Ce n’est qu’un premier essai, j’ai juste fait quelques testes pour voire le rendu direct et le rendue avec un préflashage du papier pour diminuer le contraste.
Concernant le préflashage, j’ai utilisé mon agrandisseur DURST 1200 Pictograph a la hauteur de mes agrandissements 24x30 a partir de mégatif 4x5 au grade 2.5 pour faire une bande test par pas d’une seconde. Suivant harman le temps optimal de préflashage est celui de la première zone sombre visible après le noir.

J’ai ensuite fait deux preflashage d’une et de deux secondes pour voir la différence de contraste.

Voilà quelques exemples, ce n’est qu’un premier test, mais comme j’ai énormément de boulot en ce moment et que ce fait pas mal de temps que je n’avais fait un article, je partage mes premières impressions qui sont très positives.
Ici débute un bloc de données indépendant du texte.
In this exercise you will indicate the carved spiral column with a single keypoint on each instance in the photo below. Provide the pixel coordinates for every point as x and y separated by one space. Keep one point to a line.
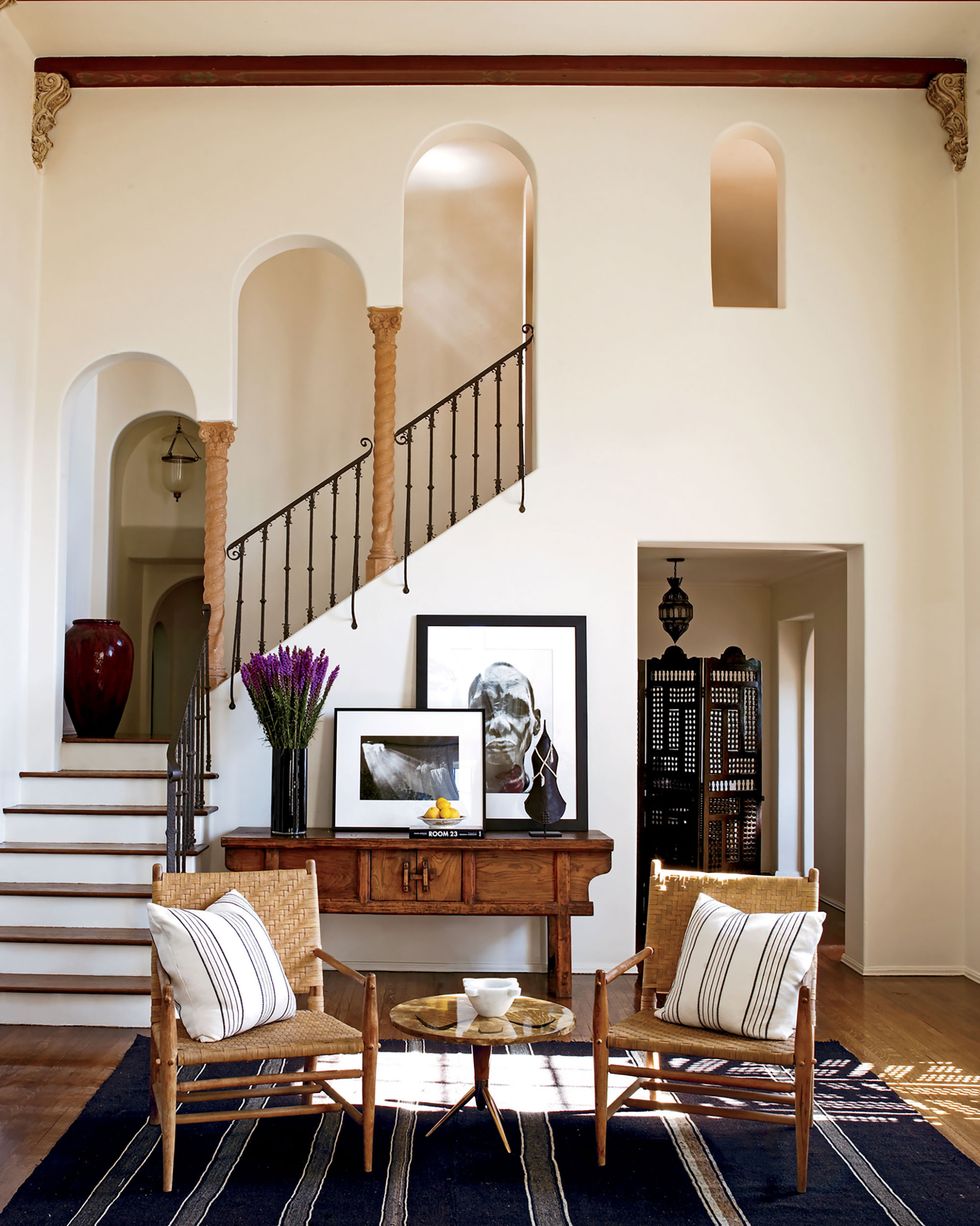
385 323
217 437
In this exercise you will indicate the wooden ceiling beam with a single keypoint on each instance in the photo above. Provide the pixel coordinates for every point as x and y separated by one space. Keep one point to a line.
184 71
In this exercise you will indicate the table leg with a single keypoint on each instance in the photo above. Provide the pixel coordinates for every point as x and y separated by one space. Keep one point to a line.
480 1091
559 956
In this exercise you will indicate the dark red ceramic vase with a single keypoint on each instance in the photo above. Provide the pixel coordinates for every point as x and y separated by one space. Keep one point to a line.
98 672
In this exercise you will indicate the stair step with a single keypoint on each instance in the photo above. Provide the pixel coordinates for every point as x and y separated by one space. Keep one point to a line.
77 889
72 904
114 741
104 810
102 774
75 936
87 985
93 849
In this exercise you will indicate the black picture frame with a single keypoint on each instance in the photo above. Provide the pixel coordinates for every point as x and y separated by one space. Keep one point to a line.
421 736
449 646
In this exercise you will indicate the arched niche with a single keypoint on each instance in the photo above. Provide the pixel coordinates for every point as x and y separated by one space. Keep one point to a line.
467 264
747 178
156 543
304 374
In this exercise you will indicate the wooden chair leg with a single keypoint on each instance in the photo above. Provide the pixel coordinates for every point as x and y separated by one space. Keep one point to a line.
309 1066
803 1121
153 1056
601 1064
167 1106
369 1079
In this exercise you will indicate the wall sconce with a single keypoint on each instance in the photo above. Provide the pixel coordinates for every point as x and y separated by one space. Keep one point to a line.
180 455
676 612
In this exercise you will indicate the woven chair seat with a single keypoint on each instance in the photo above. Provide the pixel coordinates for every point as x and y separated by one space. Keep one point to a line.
307 1034
645 1032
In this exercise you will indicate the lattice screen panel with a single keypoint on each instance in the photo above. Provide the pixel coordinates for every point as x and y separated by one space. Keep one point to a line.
732 763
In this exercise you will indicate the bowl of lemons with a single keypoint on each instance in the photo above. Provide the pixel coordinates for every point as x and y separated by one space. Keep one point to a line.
442 813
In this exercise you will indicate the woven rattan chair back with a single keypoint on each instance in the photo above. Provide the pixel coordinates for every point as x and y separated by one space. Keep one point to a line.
673 893
286 902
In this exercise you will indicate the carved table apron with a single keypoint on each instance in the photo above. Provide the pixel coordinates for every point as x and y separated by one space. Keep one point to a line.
501 874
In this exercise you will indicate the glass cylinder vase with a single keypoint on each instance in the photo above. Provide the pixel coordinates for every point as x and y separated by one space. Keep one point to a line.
288 814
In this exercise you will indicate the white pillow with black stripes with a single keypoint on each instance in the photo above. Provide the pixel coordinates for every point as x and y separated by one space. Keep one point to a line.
741 972
226 974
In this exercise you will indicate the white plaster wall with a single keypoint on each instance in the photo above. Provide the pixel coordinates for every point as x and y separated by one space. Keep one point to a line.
20 234
834 419
968 221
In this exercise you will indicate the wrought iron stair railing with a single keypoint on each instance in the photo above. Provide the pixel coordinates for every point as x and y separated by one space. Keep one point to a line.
465 427
189 760
497 432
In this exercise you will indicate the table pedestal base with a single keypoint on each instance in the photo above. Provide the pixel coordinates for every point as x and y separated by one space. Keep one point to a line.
481 1092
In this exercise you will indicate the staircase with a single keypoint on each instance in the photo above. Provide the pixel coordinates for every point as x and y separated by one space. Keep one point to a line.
75 877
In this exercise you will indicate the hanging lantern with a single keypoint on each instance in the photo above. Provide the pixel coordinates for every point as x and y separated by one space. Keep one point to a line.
676 612
180 455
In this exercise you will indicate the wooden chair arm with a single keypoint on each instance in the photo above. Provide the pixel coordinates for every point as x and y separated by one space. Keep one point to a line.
639 956
601 1004
340 966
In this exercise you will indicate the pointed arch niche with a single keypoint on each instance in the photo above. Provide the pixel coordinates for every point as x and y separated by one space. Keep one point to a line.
747 227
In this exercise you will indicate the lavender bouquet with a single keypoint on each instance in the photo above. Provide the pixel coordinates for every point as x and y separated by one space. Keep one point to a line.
288 688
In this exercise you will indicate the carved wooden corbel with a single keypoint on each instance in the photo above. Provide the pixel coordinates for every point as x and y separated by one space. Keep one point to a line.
947 93
52 91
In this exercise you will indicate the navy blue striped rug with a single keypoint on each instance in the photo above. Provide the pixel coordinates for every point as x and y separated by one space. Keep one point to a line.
872 1157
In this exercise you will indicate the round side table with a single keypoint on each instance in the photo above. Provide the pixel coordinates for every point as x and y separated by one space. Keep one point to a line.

J’aime bien le rendu du papier, c’est très typé, mais ça va avec le style. La sensibilité est de l’ordre de 2 ISO (1 a 3 ISO selon HARMAN) ce qui est faible, mais vas bien avec le style de rendue que j’attends de ce type d’outil.

J’ai également fait quelques essais pour obtenier des effets divers en manipulant les châssis pour faire entrée de la lumière dans le châssis et créer ainsi une sorte de flare comme par exemple sur la photo des roses ou j’ai décalé le châssis pour créer une fuite et avoir une lumière rasante qui entre sur le papier.
 
Ce ne sont que les premiers essais et je pense que pour voir les possibilités d’expression avec ce papier il en faudra de nombreuses autres.